Very simply, cash basis taxpayers report income when money is received, and they report expenses when money goes out. It’s the most straightforward method of accounting out there and is used by the majority of companies. 

Accrual 101

Taxpayers using the accrual basis method of accounting report income and expenses as they accrue. For example, once money is earned or an invoice is sent to a client, the company recognizes that amount as revenue  – even before the cash is received. 

On the flip side, invoices received for expenses are recognized as expenses even before those invoices are paid. 

These two examples represent accounts receivable and accounts payable, respectively. 

What is the Benefit of Each Method?

 The answer depends on your business. Many small businesses would be better served using the cash method simply because it’s easier and may help reduce taxes. It also allows for a simple look at a company’s cash position without having to consider receivables and payables.

Larger businesses (or those who are required to carry inventory on their books) are typically better off using the accrual method of accounting. 
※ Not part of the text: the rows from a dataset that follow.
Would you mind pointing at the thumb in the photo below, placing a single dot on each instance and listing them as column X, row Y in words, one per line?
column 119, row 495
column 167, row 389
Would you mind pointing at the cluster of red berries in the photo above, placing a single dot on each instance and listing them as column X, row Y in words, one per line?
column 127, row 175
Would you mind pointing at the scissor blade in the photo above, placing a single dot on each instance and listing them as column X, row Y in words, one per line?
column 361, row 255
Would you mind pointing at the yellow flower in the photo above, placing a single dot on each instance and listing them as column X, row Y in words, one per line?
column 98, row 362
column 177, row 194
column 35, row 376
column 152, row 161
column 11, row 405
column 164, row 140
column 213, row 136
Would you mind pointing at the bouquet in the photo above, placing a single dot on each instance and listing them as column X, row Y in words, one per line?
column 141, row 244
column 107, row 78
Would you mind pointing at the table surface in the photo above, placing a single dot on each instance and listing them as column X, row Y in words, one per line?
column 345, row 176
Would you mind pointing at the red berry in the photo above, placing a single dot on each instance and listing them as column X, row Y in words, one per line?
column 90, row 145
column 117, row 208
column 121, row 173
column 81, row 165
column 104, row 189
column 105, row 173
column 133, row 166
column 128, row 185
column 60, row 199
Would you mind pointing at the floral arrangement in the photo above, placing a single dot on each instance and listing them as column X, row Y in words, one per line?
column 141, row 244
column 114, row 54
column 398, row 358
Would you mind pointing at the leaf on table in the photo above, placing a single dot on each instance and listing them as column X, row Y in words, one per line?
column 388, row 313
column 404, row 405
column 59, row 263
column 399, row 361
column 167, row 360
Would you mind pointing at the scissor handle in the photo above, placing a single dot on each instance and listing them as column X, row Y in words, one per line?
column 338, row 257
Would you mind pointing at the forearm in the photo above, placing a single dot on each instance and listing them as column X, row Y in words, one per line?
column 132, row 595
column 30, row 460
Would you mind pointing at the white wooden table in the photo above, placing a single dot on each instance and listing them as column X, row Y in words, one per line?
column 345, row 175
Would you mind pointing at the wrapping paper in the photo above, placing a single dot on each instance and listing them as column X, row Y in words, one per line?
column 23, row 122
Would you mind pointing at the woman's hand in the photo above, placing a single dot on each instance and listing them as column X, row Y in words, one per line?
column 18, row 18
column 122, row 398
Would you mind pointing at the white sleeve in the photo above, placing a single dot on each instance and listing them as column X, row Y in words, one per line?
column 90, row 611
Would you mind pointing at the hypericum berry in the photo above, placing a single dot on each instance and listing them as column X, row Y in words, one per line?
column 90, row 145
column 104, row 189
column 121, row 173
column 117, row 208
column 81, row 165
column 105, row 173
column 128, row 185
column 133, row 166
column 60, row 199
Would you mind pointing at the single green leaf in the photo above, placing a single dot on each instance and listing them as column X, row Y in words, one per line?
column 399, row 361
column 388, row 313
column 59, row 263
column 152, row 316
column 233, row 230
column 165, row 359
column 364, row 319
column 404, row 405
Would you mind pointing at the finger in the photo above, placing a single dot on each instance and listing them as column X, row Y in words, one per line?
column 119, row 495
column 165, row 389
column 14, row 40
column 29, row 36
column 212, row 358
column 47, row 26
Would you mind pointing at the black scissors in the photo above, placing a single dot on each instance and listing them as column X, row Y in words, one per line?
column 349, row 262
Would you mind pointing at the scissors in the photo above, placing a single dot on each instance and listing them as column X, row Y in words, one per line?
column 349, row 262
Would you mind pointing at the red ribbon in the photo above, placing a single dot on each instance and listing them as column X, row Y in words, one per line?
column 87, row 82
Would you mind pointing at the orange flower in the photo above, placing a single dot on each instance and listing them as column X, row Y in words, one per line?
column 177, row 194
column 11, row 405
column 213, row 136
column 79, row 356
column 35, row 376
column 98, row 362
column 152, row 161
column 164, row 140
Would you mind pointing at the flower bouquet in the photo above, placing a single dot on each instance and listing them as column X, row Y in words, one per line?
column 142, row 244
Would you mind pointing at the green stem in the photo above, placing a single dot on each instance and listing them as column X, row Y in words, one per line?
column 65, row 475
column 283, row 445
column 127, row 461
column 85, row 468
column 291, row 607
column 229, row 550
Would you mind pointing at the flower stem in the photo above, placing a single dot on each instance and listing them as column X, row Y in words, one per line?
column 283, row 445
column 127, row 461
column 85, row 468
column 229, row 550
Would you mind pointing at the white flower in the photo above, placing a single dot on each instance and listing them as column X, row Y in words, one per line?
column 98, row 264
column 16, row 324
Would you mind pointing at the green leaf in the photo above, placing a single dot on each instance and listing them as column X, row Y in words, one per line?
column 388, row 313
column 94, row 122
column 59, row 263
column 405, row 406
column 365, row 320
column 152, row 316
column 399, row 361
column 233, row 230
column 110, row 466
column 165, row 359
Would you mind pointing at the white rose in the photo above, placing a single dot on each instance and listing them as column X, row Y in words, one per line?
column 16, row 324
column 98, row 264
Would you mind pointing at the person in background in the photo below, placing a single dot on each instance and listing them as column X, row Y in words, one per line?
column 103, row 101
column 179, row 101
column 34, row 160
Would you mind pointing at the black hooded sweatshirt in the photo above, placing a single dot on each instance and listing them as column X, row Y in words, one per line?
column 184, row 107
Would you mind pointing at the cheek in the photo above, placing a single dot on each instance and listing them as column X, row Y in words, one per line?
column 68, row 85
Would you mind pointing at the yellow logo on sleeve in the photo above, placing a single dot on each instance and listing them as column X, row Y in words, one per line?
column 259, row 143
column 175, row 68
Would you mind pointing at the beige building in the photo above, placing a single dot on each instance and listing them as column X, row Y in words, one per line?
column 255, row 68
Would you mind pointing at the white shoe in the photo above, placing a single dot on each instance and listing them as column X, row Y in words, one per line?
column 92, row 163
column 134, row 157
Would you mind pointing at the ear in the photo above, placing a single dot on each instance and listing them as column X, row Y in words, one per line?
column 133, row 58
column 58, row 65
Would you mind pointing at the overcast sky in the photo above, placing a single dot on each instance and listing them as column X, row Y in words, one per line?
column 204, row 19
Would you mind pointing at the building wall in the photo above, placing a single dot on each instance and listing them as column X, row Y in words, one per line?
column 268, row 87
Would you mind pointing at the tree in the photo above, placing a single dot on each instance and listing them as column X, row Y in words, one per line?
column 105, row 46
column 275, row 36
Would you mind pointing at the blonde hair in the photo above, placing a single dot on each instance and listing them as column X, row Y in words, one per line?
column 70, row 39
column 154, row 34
Accrual accounting allows companies to get a more realistic idea of income and expenses during a certain time period and generally allows for a more accurate picture of how a company is performing. Most public companies file taxes on an accrual basis.

Why Don’t all Small Businesses Report on a Cash Basis

Before the Tax Cuts and Jobs Act (TCJA) of 2017, many small businesses were actually required to file taxes using the accrual method. The TCJA dramatically increased the number of companies exempt from this requirement. It also laid out a process for companies to make an automatic change to their accounting method under the new rules.

Should You Change Your Accounting Method? 

For companies that are now eligible to switch to the cash method, the conversion could offer a large one-time tax deduction. This is heavily dependent on accounts receivable and accounts payable on the books, and how much has racked up through the years. 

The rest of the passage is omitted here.